| Last updated
Pori, a 39-year-old elephant, was moved from her home at a zoo in Berlin to Bergzoo in Halle, central Germany, where she was reunited with her daughter Tana, 19, after spending 12 years apart.
Pori also met her granddaughters four-year-old Tamika and Elani, one.
In the wild, bull elephants tend to leave the herd to form new relationships, while female elephants usually remain with their mums - so this reunion is part of a programme to slowly recreate this natural process in herds that are held in captivity.

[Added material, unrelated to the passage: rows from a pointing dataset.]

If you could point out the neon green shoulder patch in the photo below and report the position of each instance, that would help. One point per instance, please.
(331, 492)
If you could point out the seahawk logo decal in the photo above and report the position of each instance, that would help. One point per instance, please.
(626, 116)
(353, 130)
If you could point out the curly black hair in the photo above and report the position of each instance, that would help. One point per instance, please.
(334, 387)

The zoo said the elephant house will remain closed for the time being while the animals get a chance to relax and become reacquainted, but visitors can still see the elephants when they are in the outdoor area.

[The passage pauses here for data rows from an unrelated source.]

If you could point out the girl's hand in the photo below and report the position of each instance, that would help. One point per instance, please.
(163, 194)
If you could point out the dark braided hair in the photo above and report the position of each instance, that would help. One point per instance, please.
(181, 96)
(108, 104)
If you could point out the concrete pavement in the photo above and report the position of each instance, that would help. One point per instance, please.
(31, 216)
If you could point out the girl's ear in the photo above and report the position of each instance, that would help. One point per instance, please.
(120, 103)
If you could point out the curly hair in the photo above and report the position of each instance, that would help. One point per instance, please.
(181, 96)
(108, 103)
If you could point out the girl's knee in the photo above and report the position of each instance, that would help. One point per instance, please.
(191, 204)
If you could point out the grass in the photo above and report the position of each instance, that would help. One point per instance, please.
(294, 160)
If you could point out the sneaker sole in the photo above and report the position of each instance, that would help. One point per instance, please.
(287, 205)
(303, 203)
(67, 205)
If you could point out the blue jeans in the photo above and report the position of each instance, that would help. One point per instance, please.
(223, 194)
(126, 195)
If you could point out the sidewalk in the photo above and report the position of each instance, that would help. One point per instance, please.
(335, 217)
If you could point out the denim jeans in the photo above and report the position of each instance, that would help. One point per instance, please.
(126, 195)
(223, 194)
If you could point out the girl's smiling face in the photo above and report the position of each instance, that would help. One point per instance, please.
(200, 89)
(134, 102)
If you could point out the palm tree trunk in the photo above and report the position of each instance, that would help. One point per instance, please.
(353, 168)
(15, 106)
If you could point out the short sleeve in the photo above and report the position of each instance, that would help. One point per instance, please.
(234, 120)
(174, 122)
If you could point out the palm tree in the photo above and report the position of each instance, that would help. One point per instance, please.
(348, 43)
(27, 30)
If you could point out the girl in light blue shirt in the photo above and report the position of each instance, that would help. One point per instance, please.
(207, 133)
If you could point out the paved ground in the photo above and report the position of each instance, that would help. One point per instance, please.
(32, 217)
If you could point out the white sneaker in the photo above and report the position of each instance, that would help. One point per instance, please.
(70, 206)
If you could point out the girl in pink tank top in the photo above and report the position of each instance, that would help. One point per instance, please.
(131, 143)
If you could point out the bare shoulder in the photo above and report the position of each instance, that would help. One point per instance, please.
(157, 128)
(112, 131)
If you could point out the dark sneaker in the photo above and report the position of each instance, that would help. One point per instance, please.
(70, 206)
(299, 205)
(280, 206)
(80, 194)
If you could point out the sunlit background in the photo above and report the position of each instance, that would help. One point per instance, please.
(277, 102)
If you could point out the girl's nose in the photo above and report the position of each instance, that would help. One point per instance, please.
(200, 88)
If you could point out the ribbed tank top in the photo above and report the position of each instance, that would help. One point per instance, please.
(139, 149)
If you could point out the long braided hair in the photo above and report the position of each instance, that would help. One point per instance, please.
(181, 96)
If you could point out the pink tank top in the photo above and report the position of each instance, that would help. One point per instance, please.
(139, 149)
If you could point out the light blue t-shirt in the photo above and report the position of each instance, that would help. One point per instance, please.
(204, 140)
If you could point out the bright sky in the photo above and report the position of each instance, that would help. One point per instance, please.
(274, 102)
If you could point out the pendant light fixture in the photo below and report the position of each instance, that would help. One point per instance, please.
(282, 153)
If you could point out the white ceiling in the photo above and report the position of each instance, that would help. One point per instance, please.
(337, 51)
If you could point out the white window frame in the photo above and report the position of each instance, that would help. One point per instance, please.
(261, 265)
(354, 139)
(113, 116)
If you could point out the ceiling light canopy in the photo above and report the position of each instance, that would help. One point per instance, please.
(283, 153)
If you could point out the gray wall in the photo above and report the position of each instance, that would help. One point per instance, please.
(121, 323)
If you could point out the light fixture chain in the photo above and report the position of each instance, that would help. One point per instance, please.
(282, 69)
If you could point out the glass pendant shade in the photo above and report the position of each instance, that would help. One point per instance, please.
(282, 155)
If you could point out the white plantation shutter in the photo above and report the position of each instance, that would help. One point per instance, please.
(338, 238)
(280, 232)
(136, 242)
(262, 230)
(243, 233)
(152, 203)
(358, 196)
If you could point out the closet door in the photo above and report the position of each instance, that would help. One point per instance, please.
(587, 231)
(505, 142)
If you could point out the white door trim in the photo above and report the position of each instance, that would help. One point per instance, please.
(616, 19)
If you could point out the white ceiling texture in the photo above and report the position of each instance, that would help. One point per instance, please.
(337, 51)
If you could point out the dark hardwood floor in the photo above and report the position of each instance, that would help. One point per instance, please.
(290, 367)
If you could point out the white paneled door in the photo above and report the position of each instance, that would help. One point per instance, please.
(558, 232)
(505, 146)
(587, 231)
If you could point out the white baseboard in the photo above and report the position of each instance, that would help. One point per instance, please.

For the time being, Pori is being housed in a separate enclosure from her daughter and granddaughters, but over the next few days they will spend time together in the outdoor area to get used to one another.
African elephant Pori was born wild in Zimbabwe in 1981 and brought to the Magdeburg Zoo in Germany in 1983, before she was sent to the Tierpark Berlin in 1997 for breeding purposes.
She gave birth to Tana, her first calf, in 2001, with the pair set to be reunited properly over the coming weeks.
In the wild, elephants live in family groups, each headed up by one family member.
Females usually stay with their mums for life, while young bulls leave the herd once they are sexually matured.
The zoo director, Dr Dennis Muller, said: "Pori's arrival in Halle is an important step in modern elephant husbandry.
"In the future, all elephant herds in European zoos should be cared for in such natural family structures. Today we have come a great deal closer to this goal."
The elephant population in zoos in monitored as part of a conservation breeding programme, within which teams of experts from different zoos determine new herd compositions and the animal moves required.